Twelve state-of-the-art V2A models spanning autoregressive, diffusion, flow, and adapter-based architectures have been evaluated on the FoleyBench 5,000-clip test split:

• MMAudio (flow-matching, video–text–audio joint model) achieves the best FAD (8.76), IS (11.2), KLD (2.43), second-best IB (0.306), and De-Sync (0.447 s).
• Seeing & Hearing attains the highest IB (0.371) via masked spectrograms with test-time ImageBind optimization.
• CAFA (ControlNet adapter) accomplishes strong CLAP (0.270) and leads among adapters for FAD (15.5).
• V-AURA (autoregressive) produces best-in-class temporal synchronization (De-Sync = 0.716 s).

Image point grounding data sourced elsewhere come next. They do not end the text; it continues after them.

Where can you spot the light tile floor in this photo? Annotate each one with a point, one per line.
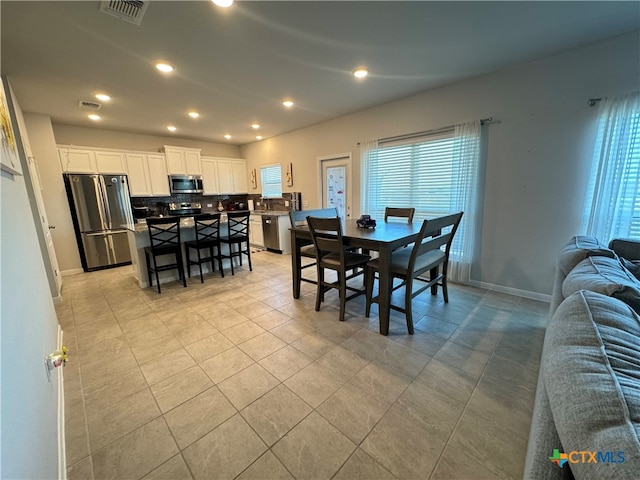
(234, 378)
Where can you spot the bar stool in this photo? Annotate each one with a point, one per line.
(207, 227)
(164, 239)
(238, 235)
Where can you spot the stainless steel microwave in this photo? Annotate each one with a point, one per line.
(185, 183)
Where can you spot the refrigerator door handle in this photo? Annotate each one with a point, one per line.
(105, 202)
(97, 184)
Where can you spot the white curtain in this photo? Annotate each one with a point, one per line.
(614, 193)
(367, 150)
(465, 198)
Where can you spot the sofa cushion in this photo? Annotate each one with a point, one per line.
(632, 265)
(579, 248)
(606, 276)
(591, 369)
(628, 248)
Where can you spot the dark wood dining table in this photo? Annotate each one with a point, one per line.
(384, 239)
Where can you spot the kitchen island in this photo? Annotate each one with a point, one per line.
(138, 237)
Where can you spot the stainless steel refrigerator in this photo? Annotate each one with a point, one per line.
(100, 206)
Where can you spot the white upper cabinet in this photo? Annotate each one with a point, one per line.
(74, 160)
(225, 176)
(232, 176)
(183, 161)
(210, 176)
(240, 176)
(158, 175)
(139, 184)
(110, 162)
(147, 175)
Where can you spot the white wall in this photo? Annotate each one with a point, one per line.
(28, 332)
(538, 151)
(43, 147)
(93, 137)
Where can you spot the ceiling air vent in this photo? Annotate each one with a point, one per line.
(130, 11)
(83, 104)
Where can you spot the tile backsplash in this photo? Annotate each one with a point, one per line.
(160, 205)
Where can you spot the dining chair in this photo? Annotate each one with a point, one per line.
(332, 254)
(207, 230)
(238, 235)
(298, 218)
(392, 212)
(410, 263)
(164, 239)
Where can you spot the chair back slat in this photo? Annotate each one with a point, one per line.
(207, 227)
(238, 224)
(393, 212)
(433, 235)
(164, 232)
(299, 217)
(327, 235)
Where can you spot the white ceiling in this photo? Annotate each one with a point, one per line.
(235, 65)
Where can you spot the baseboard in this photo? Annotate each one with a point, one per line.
(73, 271)
(512, 291)
(62, 456)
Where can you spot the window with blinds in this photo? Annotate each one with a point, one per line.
(420, 174)
(612, 208)
(633, 178)
(271, 179)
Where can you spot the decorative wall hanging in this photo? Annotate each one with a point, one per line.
(289, 175)
(10, 161)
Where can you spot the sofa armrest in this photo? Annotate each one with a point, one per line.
(628, 248)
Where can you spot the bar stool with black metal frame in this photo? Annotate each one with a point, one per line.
(238, 235)
(164, 239)
(207, 229)
(332, 254)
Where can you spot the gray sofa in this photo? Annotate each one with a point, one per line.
(586, 417)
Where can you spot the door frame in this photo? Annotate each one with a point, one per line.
(347, 159)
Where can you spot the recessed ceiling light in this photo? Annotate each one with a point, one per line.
(164, 67)
(360, 72)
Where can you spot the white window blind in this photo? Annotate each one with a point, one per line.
(435, 174)
(612, 208)
(271, 179)
(419, 175)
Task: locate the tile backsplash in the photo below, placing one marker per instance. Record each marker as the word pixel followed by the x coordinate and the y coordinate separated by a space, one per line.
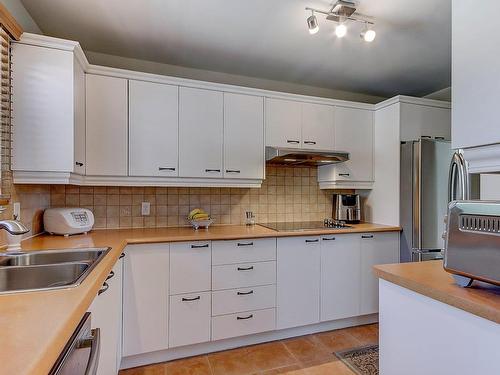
pixel 287 194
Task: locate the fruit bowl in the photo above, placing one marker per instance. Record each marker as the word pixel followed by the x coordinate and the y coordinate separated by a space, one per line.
pixel 201 223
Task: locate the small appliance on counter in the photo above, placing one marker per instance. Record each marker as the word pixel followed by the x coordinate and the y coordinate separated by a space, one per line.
pixel 472 242
pixel 68 221
pixel 347 208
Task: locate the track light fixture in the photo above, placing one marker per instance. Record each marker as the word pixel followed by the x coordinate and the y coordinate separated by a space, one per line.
pixel 341 12
pixel 312 23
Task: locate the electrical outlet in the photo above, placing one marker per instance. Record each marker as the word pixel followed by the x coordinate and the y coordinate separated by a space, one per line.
pixel 145 208
pixel 17 210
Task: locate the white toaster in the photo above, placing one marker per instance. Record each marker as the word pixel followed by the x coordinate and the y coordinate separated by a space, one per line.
pixel 67 221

Fine-grained ablations on MMAudio indicate:

• For "Discrete" impacts, De-Sync improves (0.458 → 0.390 s), but FAD worsens (9.02 → 16.35) and IS declines (10.3 → 8.8).
• "Background" ambiences see degraded sync (0.405 → 0.636 s) and IS (11.98 → 4.61), but improved KLD (2.54 → 1.98).
• Multi-source scenes improve semantic IB (0.296 → 0.324), while FAD (9.84 → 11.34) and De-Sync (0.436 → 0.467 s) deteriorate.
• Introduction of text conditioning (SpecMaskFoley ablation) uniformly improves all metrics (e.g., FAD 23.18 → 19.60).

Long-form generation (FoleyBench-Long) is feasible for LOVA, VTA-LDM, and MMAudio. Notably, MMAudio's audio quality measured by FAD degrades (8.76 → 27.5) on long-form, but maintains the best semantic alignment (IB = 0.239, De-Sync = 0.638 s). LOVA yields best long-form FAD (26.2) and IS (5.02), trading off alignment quality (Dixit et al., 17 Nov 2025).

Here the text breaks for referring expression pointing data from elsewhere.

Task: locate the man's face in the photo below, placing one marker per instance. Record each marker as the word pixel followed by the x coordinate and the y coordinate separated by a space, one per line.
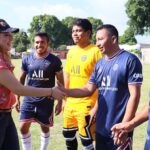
pixel 40 44
pixel 5 41
pixel 79 36
pixel 104 41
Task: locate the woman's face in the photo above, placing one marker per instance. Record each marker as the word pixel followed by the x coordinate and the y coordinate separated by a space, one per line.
pixel 5 41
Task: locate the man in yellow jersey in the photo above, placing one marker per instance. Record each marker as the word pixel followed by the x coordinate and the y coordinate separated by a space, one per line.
pixel 79 66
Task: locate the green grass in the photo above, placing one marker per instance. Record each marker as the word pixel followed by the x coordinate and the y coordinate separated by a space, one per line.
pixel 57 141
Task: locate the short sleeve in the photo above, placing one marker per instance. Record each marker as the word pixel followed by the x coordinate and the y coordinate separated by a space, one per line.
pixel 134 71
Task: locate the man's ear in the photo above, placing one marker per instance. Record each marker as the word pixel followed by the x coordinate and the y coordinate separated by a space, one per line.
pixel 114 39
pixel 89 33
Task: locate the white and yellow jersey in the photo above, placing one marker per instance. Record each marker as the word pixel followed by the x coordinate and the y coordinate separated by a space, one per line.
pixel 79 65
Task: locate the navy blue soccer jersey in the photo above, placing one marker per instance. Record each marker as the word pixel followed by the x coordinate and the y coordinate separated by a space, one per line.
pixel 112 76
pixel 40 72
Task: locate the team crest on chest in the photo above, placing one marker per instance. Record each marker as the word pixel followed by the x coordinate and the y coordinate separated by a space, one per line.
pixel 84 57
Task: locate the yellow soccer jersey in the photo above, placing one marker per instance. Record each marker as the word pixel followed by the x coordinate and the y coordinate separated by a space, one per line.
pixel 79 65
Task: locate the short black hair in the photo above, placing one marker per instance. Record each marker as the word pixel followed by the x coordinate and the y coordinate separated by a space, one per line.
pixel 110 28
pixel 43 34
pixel 84 23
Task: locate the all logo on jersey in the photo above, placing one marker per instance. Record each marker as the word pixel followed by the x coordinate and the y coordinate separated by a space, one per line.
pixel 84 57
pixel 106 81
pixel 115 67
pixel 38 74
pixel 137 75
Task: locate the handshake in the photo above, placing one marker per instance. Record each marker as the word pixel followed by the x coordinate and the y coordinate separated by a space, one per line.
pixel 58 92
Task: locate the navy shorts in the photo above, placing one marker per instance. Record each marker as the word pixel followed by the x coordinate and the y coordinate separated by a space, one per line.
pixel 8 133
pixel 41 112
pixel 103 143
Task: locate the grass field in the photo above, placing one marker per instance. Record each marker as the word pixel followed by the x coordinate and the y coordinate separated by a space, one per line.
pixel 57 141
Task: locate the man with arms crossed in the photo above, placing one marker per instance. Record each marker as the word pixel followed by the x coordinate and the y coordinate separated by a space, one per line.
pixel 40 67
pixel 79 66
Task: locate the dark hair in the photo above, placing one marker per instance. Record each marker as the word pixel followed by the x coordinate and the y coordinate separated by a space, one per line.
pixel 84 23
pixel 110 28
pixel 44 34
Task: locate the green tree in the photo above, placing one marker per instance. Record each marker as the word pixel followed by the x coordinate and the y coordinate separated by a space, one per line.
pixel 21 41
pixel 128 37
pixel 138 12
pixel 52 26
pixel 95 23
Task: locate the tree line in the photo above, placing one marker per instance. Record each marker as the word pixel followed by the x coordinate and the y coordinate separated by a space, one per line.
pixel 59 31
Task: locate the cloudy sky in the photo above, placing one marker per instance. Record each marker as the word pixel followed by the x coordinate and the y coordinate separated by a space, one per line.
pixel 20 13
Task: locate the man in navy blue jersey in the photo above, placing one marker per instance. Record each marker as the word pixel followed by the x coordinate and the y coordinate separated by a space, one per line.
pixel 118 77
pixel 40 68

5. Implications and Future Research Directions

Major insights from FoleyBench include:

• Temporal alignment is within reach for state-of-the-art models, yet accurate rendering of "what" the sound should be—especially for discrete impacts and complex ambiences—remains challenging.
• Multi-source scenes often yield audio "mash-ups" that, while semantically plausible, lack auditory fidelity characteristic of true Foley.
• Ambient/background environments and long-form audio coherence constitute open challenges.
• Text conditioning functions as a semantic prior, signaling that purely visual V2A approaches are often under-constrained.
• Standard datasets hide these nuanced failure modes due to speech/music dominance and sparse Foley-relevant coverage.

Suggested directions for advancing the field include:

• Development of visual encoders with explicit modeling of object materials and interaction forces.
• Enhanced ambient synthesis modules leveraging environmental sound libraries.
• Improved disentanglement and mixing strategies for multi-source scenarios.
• Joint pretraining of video, text, and audio modalities at scale to capture semantic context more robustly.
• Architecture innovations targeting long-form consistency, such as memory-augmented diffusion or autoregressive designs.
• Ongoing expansion and refinement of FoleyBench, with more sound categories, extended durations, and validation involving human experts (Dixit et al., 17 Nov 2025).

By establishing a rigorously curated, taxonomically diverse, and causally-grounded benchmark with precise evaluation protocols, FoleyBench provides a foundation for advancing Foley-style V2A research and for diagnosing failure modes absent from prior datasets.